Nick Licata, head of the erstwhile Monorail Ad Hoc Committee, will no longer be in charge of shepherding monorail business through the Seattle City Council. Instead, that job will fall to monorail skeptic Richard Conlin, whose transportation committee will take over the monorail committee’s former duties. Will his skepticism affect the council member’s ability to fairly judge all things monorail? “I don’t think that’s going to be an issue,” Conlin says tersely. . . .

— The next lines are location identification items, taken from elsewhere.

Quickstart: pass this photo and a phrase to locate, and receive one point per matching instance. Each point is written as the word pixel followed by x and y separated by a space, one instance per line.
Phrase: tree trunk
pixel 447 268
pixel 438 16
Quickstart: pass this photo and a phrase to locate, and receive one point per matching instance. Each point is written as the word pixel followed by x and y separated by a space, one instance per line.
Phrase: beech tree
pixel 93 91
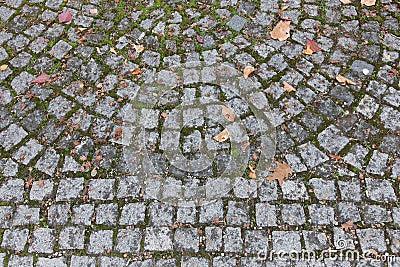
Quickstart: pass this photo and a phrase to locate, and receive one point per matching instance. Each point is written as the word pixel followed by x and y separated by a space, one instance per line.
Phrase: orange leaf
pixel 281 31
pixel 222 136
pixel 42 78
pixel 135 71
pixel 252 172
pixel 287 87
pixel 247 70
pixel 308 50
pixel 65 16
pixel 342 79
pixel 347 226
pixel 138 48
pixel 228 113
pixel 368 2
pixel 334 156
pixel 311 47
pixel 280 173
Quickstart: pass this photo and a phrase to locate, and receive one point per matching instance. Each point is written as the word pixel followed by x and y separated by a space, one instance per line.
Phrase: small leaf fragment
pixel 342 79
pixel 247 70
pixel 280 173
pixel 65 16
pixel 222 136
pixel 281 31
pixel 311 47
pixel 252 172
pixel 135 71
pixel 138 48
pixel 112 50
pixel 287 87
pixel 42 78
pixel 368 2
pixel 228 113
pixel 347 226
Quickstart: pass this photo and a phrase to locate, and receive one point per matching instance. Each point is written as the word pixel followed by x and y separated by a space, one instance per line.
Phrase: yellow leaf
pixel 281 31
pixel 228 113
pixel 368 2
pixel 247 70
pixel 287 87
pixel 222 136
pixel 280 173
pixel 112 50
pixel 252 172
pixel 134 71
pixel 342 79
pixel 138 48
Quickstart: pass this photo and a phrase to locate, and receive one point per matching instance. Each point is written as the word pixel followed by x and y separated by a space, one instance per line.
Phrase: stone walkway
pixel 89 172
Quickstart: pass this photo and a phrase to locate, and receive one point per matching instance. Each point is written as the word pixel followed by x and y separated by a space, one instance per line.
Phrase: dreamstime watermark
pixel 340 254
pixel 160 106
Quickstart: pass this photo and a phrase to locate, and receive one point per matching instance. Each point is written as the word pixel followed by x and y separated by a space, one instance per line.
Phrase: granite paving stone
pixel 75 190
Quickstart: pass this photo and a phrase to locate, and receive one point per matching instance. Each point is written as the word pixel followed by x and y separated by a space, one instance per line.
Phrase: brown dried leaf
pixel 65 16
pixel 347 226
pixel 342 79
pixel 280 173
pixel 311 47
pixel 368 2
pixel 228 113
pixel 247 70
pixel 287 87
pixel 281 31
pixel 222 136
pixel 138 48
pixel 135 71
pixel 42 78
pixel 252 172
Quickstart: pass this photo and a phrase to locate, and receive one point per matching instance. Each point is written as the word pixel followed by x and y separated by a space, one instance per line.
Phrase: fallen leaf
pixel 138 48
pixel 368 2
pixel 281 30
pixel 42 78
pixel 287 87
pixel 228 113
pixel 311 47
pixel 65 16
pixel 342 79
pixel 280 173
pixel 93 173
pixel 112 50
pixel 134 71
pixel 334 156
pixel 222 136
pixel 252 172
pixel 347 226
pixel 247 70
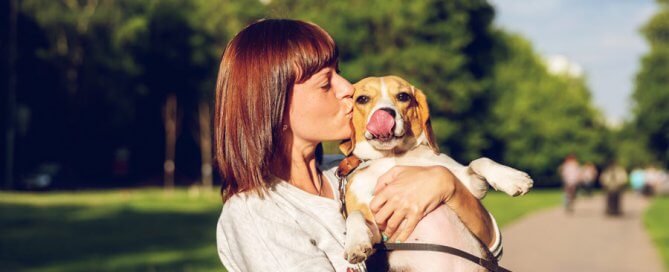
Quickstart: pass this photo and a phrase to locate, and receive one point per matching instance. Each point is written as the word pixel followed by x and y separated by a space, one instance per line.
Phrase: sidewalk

The Hahn building, a squat, turn-of-the-century structure at the corner of First Avenue and Pike Street, has been through a lot in the past six months. First, its owner, Douglas Buck, kicked out the 34 very-low-income tenants. Then he applied for a permit to demolish the historic building and replace it with a sand-colored, outsized condo tower. In August, prodded by low-income-housing advocates, the city’s housing office director, Cynthia Parker, agreed to enforce Buck’s loan agreement with the city, which stipulated that the building had to remain in use as low-income housing until the $280,000 loan was paid. Parker didn’t promise the building would be reoccupied by low-income tenants. But she did agree, says downtown housing activist Joe Martin, to “try to get something out of the deal, like replacement housing.” And she agreed to involve housing advocates in the negotiations. Then she quit.

Fast forward to last week, when the housing office announced abruptly that it had reached an agreement with the building’s owner: Buck would pay back the loan, plus restitution of $60,000. In exchange, he would be free to build whatever he wanted. Although Joanne LaTuchie, the housing office official who worked on the Hahn loan after Parker’s departure, did not return calls for comment, a letter she sent to the Seattle Displacement Coalition says the $60,000 will be spent on “new affordable-housing units.” Martin says the pending demolition is another example of the city’s policy of displacing low-income tenants and redeveloping their former homes: “Maybe they should take that money and find a permanent place for Tent City, because that’s where we’re driving everybody.” Less facetiously, “Whatever money comes from the Hahn building should be used to preserve housing for people who are destitute.”